Critically acclaimed records in the 70s brought scant sales, until Newman had a surprise hit with 1978’s Short People and then again with his parody of LA in 1980, I Love LA. Many of his songs from these early albums went on to be big hits for other artists, and in many cases were recorded by others prior to Newmans release of his own albums.
Songwriting paid the bills. Danny Hutton from Three Dog Night which had a number one hit with Newmans’ Mama Told Me Not to Come recalls receiving an unprompted call from Newman who told him “Thanks, man – you just paid for my kid’s college”.

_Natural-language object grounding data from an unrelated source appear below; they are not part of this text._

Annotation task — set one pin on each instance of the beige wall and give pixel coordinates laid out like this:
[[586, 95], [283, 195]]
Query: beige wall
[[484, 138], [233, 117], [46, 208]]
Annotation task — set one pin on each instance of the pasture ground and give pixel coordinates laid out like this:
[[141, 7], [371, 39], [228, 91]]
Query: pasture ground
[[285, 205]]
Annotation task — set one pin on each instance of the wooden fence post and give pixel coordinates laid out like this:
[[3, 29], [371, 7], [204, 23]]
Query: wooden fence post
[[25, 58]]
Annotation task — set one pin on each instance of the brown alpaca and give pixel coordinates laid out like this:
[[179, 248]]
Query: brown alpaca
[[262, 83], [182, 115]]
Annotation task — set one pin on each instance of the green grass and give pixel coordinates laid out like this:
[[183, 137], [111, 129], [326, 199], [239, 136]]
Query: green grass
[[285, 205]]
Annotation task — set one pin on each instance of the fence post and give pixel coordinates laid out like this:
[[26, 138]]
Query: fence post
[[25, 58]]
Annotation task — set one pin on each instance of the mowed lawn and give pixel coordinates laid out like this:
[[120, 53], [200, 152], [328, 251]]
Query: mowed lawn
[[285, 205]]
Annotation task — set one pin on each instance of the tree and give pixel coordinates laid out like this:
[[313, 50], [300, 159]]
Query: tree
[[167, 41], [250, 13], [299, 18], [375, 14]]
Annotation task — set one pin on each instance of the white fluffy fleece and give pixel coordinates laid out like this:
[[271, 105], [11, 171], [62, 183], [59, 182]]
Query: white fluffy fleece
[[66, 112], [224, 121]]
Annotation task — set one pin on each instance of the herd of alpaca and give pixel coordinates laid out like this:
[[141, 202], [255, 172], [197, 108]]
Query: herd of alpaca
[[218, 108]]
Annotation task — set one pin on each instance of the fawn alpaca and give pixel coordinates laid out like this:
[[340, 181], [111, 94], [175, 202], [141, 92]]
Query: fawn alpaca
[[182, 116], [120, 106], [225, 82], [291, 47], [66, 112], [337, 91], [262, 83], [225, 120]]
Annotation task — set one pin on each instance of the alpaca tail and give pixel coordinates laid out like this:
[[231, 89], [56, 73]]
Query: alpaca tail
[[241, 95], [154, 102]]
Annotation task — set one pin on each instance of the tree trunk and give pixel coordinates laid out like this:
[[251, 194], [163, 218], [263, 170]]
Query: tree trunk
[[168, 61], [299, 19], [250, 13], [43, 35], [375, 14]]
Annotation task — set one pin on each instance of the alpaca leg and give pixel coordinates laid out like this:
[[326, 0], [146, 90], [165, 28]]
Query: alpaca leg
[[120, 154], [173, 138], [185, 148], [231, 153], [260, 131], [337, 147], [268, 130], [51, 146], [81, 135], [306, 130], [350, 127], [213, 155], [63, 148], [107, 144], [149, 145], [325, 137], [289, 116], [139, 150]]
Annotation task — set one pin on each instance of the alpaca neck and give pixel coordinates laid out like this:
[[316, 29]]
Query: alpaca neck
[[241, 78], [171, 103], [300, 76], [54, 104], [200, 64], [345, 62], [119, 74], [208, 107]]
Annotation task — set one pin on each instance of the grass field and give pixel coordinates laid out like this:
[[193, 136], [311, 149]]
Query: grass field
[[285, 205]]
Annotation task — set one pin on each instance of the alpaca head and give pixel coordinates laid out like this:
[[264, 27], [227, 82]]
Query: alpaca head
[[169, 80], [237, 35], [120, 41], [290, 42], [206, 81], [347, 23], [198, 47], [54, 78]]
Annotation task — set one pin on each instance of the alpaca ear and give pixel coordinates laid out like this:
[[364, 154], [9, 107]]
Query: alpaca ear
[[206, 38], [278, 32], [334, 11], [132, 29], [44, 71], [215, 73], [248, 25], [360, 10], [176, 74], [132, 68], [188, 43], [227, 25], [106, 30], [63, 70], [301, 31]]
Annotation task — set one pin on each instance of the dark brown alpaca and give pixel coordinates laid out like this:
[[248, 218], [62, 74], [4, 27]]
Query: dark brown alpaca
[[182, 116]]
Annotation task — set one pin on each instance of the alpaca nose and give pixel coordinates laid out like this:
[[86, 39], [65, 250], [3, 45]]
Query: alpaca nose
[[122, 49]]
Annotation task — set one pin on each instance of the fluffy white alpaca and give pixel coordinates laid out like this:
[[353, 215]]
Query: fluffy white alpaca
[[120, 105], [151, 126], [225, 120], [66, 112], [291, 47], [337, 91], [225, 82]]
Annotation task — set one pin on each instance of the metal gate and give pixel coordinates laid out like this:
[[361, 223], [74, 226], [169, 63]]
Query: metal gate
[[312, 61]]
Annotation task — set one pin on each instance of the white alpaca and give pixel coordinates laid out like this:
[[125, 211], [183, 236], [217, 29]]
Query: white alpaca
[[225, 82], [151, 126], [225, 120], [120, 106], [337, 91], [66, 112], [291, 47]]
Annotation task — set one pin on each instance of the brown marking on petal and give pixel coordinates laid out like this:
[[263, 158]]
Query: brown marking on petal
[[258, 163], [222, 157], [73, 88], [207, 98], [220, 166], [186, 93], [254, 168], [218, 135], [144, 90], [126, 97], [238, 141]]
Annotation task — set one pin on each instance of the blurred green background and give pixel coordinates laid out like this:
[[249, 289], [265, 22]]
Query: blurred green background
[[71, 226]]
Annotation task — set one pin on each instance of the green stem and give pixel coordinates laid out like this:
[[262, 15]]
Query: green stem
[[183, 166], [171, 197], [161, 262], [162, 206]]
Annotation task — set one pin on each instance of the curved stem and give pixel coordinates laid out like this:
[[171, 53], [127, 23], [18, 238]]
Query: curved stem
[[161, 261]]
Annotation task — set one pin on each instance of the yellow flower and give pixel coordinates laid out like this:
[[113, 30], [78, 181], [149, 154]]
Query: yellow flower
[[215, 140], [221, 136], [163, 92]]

Randy Newman grew up in a musical family. Living in New Orleans until he was eleven, the family moved to LA where he was closer to his three uncles who were all Hollywood film score composers along with four cousins who did the same. Newman got his first songwriting credit at seventeen, and was well established in that profession before recording his first album.
Successful cinematic music seems to run in the family. Randy Newman, along with his uncles and cousins, have a quirky record. His family is the most Academy Award nominated extended family with a total of Ninety-two nominations. Newman himself has won two Academy Awards to go with his three Emmys and seven Grammys and induction into the Rock and Roll Hall of Fame in 2013.
While the majority of his recent work has gone into movie soundtracks, Newman released Dark Matter in 2017, his first album of new material in nine years.